Duggan just shrugged. ‘I’m listening though.’ There was silence between them for a while. Duggan scuffed his toes against the kerb. ‘See this trouble I’m in, with the police and council and that …?’

‘You think I can help?’

‘I don’t know.’

It was strange that Kirstie should have run away from one smothering household only to end up in another, but Rebus thought he knew the reason why. After the deaths of Willie and Dixie, she’d disintegrated. To her, they had represented ‘real life’, a life well away from her father and his political conspiracies. Willie and Dixie had been the other side of the coin, a side she’d come to like, maybe even admire. And she’d killed them, after which she’d spiralled downwards until she realised she needed shelter and comfort, or she too might die. Paul Duggan had been there for her, and so had his parents.

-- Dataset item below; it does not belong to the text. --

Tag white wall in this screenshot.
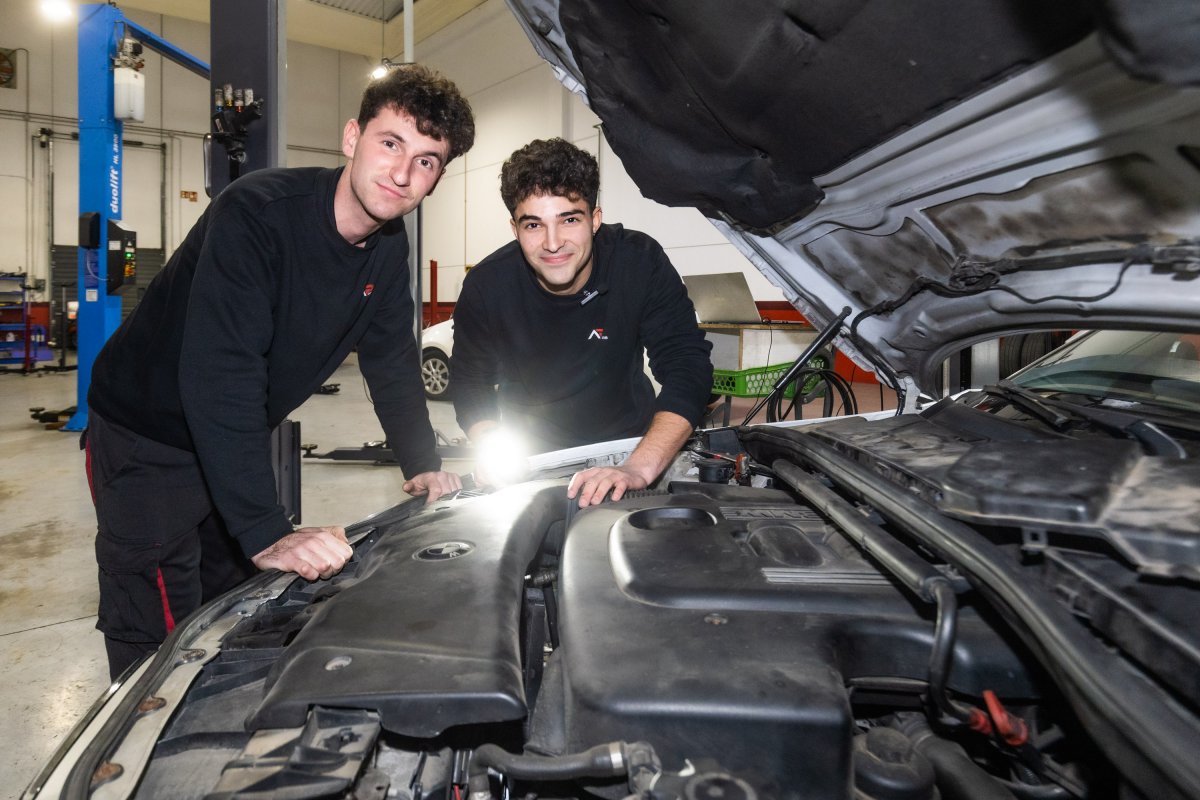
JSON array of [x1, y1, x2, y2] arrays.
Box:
[[0, 0, 781, 301]]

‘You know,’ Rebus said, thinking aloud, ‘I think I know why she scrawled “Dalgety” on that document. If her father had paid the ransom — maybe even if he hadn’t — she was planning to send the LABarum plan back to him. It was a warning, a message that she knew something, and that he should leave her alone if he didn’t want her to reveal it to the world.’

‘Never mind Kirstie for the moment, what about me?’

‘Everybody’s got to pay, Paul,’ Rebus said, not looking at him. ‘That’s the way it works.’

‘Aye, right,’ Duggan said dismissively. ‘And if I was some rich bastard that had been to Fettes, I’d have to pay too, is that right? I’d be treated the same as an Oxgangs drop-out? Come on, Inspector, Kirstie’s told me the way it works, the whole system.’

He turned and shuffled away.

He had a point, one Rebus would happily concede, only he had other things to think about right now. The wind had finished his cigarette in double-quick time, so he lit another. Duggan was over at the abandoned car, peering in. He tried a door, opened it, and got in. Shelter accomplished. Some people said the weather made the Scots: long drear periods punctuated by short bursts of enlightenment and cheer. There was almost certainly something to the theory. It was hard to believe this winter would end, yet he knew that it would: knew, but almost didn’t believe. A matter of faith, as the old priest would say, or maybe the reverse of faith. Rebus hadn’t been to church in a while, and missed his conversations with Father Leary. But he didn’t miss the church, or even the Church. Leary would have no problem with suicide, in either concept or practice: it was a great sin, full stop. Assisted suicide, too, was a sin, every bit as heinous.

But when Rebus’s mother had been ill that last time, she’d begged his father for release. And one day, young John had walked in and had seen his father on the edge of her bed. She was asleep, her chest making awful, liquid sounds, and his father sat there with a pillow in his hands … looking at that pillow, then up at his son, asking to be told what to do.